An examination of the effect of the Court's sovereign immunity jurisprudence on the private enforcement of environmental laws against states, therefore, is no mere academic exercise. In an atmosphere in which states are assuming a more central place in the administration of federal environmental laws and federal oversight of state performance is lessening, any initiative that insulates states from legal challenge takes on grave significance for environmentalists. If environmental plaintiffs cannot enforce federally mandated standards and programmatic requirements against the states that run these programs, history advises that the states may under-perform. Thus, a reinvigorated Eleventh Amendment applied to citizen suits brought to enforce federal environmental laws can as effectively undercut the impact of those laws as if Congress had amended them to achieve the same result.

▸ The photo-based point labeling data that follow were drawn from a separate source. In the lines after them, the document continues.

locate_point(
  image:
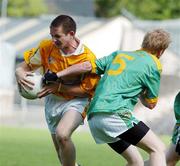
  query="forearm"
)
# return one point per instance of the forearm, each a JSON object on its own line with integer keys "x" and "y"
{"x": 73, "y": 90}
{"x": 143, "y": 100}
{"x": 23, "y": 67}
{"x": 76, "y": 69}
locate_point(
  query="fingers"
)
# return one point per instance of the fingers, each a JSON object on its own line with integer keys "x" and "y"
{"x": 44, "y": 92}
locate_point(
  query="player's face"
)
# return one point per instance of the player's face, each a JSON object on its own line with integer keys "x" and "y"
{"x": 60, "y": 39}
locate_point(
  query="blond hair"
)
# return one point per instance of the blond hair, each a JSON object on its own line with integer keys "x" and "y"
{"x": 156, "y": 40}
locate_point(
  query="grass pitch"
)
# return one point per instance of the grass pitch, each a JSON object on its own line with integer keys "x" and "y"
{"x": 33, "y": 147}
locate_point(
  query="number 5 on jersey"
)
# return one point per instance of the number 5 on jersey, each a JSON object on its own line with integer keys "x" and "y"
{"x": 119, "y": 59}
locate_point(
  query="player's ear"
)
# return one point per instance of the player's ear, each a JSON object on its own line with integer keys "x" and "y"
{"x": 160, "y": 52}
{"x": 72, "y": 33}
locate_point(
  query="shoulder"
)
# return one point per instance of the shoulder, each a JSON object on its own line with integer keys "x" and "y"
{"x": 157, "y": 63}
{"x": 45, "y": 43}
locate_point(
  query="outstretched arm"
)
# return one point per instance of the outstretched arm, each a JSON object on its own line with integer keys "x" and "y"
{"x": 76, "y": 69}
{"x": 73, "y": 70}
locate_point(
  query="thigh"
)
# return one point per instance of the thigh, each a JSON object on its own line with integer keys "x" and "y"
{"x": 132, "y": 154}
{"x": 53, "y": 136}
{"x": 119, "y": 146}
{"x": 69, "y": 122}
{"x": 171, "y": 154}
{"x": 128, "y": 151}
{"x": 151, "y": 142}
{"x": 135, "y": 134}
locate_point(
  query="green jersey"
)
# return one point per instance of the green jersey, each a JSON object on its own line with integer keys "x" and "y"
{"x": 125, "y": 76}
{"x": 177, "y": 108}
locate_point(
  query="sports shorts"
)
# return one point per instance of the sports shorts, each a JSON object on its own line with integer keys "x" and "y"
{"x": 176, "y": 137}
{"x": 55, "y": 107}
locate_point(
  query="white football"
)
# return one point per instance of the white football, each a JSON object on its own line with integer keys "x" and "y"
{"x": 32, "y": 94}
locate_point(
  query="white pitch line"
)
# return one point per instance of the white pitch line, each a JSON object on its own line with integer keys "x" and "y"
{"x": 31, "y": 39}
{"x": 4, "y": 21}
{"x": 19, "y": 28}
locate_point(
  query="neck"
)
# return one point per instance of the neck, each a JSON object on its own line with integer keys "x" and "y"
{"x": 71, "y": 47}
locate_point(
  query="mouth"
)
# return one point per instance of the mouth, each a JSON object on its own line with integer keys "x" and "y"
{"x": 58, "y": 44}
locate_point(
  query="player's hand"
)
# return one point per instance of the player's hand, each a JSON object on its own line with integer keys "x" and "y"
{"x": 48, "y": 89}
{"x": 21, "y": 77}
{"x": 49, "y": 77}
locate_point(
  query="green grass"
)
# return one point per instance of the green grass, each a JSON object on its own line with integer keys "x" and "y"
{"x": 33, "y": 147}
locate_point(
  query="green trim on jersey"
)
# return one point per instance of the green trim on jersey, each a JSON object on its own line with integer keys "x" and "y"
{"x": 177, "y": 108}
{"x": 126, "y": 75}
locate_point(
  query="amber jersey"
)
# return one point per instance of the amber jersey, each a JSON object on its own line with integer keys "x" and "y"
{"x": 48, "y": 56}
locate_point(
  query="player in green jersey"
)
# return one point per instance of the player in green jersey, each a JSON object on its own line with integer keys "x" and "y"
{"x": 127, "y": 77}
{"x": 173, "y": 153}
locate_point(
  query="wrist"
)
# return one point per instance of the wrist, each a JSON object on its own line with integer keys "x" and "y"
{"x": 59, "y": 87}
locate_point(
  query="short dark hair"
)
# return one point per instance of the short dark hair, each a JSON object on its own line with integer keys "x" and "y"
{"x": 66, "y": 22}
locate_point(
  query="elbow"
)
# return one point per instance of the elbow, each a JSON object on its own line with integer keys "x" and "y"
{"x": 86, "y": 66}
{"x": 151, "y": 106}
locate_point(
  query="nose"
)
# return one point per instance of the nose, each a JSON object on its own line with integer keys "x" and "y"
{"x": 54, "y": 39}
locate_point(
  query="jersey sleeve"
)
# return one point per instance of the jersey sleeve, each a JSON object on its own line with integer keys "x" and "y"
{"x": 102, "y": 63}
{"x": 32, "y": 57}
{"x": 152, "y": 84}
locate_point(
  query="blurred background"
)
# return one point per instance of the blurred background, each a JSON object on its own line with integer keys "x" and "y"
{"x": 104, "y": 26}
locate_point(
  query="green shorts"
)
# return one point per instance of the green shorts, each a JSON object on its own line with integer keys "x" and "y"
{"x": 176, "y": 134}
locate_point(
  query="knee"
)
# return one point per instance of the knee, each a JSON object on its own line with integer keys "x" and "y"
{"x": 160, "y": 149}
{"x": 135, "y": 161}
{"x": 62, "y": 137}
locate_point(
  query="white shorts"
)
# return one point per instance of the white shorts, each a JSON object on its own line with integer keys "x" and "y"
{"x": 105, "y": 127}
{"x": 55, "y": 107}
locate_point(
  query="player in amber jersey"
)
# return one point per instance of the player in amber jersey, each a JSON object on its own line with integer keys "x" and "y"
{"x": 127, "y": 77}
{"x": 64, "y": 105}
{"x": 173, "y": 153}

This paper focuses upon the impact of the Court's Eleventh Amendment jurisprudence on citizen suits authorized under the Clean Water Act (CWA) because that law's cooperative federalism structure is typical of many other environmental laws and because citizens suits have historically played a critical role in its implementation. The Act's citizen suit provision (section 505), which specifically incorporates the Eleventh Amendment, has brought to bear on citizen suits the full force and effect of the Court's current state sovereign immunity jurisprudence. The prevailing wisdom is that that jurisprudence will not bar CWA citizen suits against states. The author shows that she is not persuaded for the reasons set out in this paper.
Publication Citation
10 Widener L. Rev. 205-217 (2003)
Scholarly Commons Citation
Babcock, Hope M., "The Effect of the Supreme Court's Eleventh Amendment Jurisprudence on Environmental Citizen Suits: Gotcha!" (2003). Georgetown Law Faculty Publications and Other Works. 951.